Agora que a homofobia foi considerada crime no Brasil, Bolsonaro é mais cuidadoso com seus argumentos, que são mais convincentes para seus seguidores de extrema direita e para o Brasil mais conservador: “Não persigo ninguém, que cada um faça com seu corpo o que quiser para ser feliz, mas gastar dinheiro público nesses filmes … Não têm audiência, não têm plateia”, explicou ele ao vivo no FB, ladeado, como sempre, por uma intérprete de sinais e alguns altos funcionários. Nesse dia de agosto, perguntou a seus convidados e à tradutora sobre suas preferências religiosas. Evangélica, católica, cristã, foi a resposta.
Quando é acusado de censurar ou aprofundar a polarização com um discurso beligerante, o presidente costuma responder com ufanismo: “Dizem que estou diminuindo o espaço democrático … estou diminuindo o espaço democrático da esquerda, disso não há a menor dúvida!”. Um argumento repetido na semana passada por seu ministro da Economia em um evento com investidores estrangeiros e um dos filhos de Bolsonaro em uma conferência conservadora.
Em um ambiente em que os artistas têm sido criminalizados porque o bolsonarismo os identifica com o Partido dos Trabalhadores, de Lula, multiplicam-se as vozes que alertam contra a autocensura.
Bolsonaro lançou essa guerra cultural contra um dos flancos frágeis do setor, o financiamento público, que é generoso por meio de Orçamentos institucionais ou isenções para as empresas que investem em arte. Ao selecionar projetos para exibir em sua rede nacional de centros culturais, a Caixa Econômica Federal, instituição financeira pública, também passou a avaliar as posições políticas dos autores, suas posições nas redes sociais e o potencial polêmico das obras, segundo revelou a Folha.

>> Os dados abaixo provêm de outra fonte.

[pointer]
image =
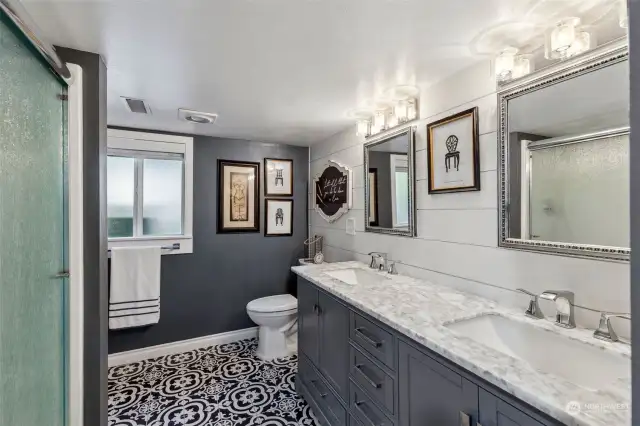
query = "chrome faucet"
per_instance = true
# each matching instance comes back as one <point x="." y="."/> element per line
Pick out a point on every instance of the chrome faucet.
<point x="533" y="311"/>
<point x="564" y="307"/>
<point x="384" y="266"/>
<point x="605" y="329"/>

Abrazo, um espetáculo do grupo Clowns de Shakespeare sobre repressão durante a ditadura, foi cancelado em setembro pela Caixa Econômica em Recife, com o argumento de que em um debate após a primeira representação membros do grupo romperam uma cláusula de não criticar os patrocinadores. Eles negam. Seu diretor, Fernando Yanamoto, agradece a iniciativa de São Paulo de criar um festival com as produções vetadas porque “se trata de dar visibilidade às obras que sofreram esses episódios. Meu grupo passa por um momento financeiro muito difícil por causa dos projetos cancelados. Era nossa principal fonte de receita. Este tipo de festival é uma forma de compensar um pouco o perdido e uma oportunidade de nos reunirmos com outros e compartilhar esta experiência”, informa Beatriz Jucá.
Os brasileiros vão ter que esperar e nem sequer se sabe até quando para assistir ao filme Marighella, o primeiro longa-metragem dirigido por Wagner Moura. Quando a biografia de Carlos Marighella, um líder guerrilheiro esquerdista que simbolizava a luta armada contra a ditadura, estreou no festival de Berlim em fevereiro, o diretor explicou que queria que chegasse aos cinemas brasileiros o mais rapidamente possível, mas sua distribuidora considerava que não era um bom momento. Durante meses não houve data.
Finalmente marcado para 20 de novembro, o Dia da Consciência Negra, a chegada aos cinemas foi definitivamente cancelada quando a Ancine (Agência Nacional de Cinema) negou um subsídio para distribuí-lo. Os envolvidos em Marighella vêm mantendo um perfil discreto desde sua passagem por Berlim, onde Moura declarou: “Sei que quando voltarmos ao Brasil nos cobrirão de merda, mas isso não me preocupa; o mais importante era estrear este filme”.
A programação do Festival Verão Sem Censura ainda não está fechada porque serão incorporadas as obras proibidas até a data de sua realização, anunciou o secretário municipal de Cultura de São Paulo, Alê Youssef, considerado o elo do prefeito centrista, Bruno Covas, com o eleitorado mais progressista. As eleições municipais serão em outubro de 2020.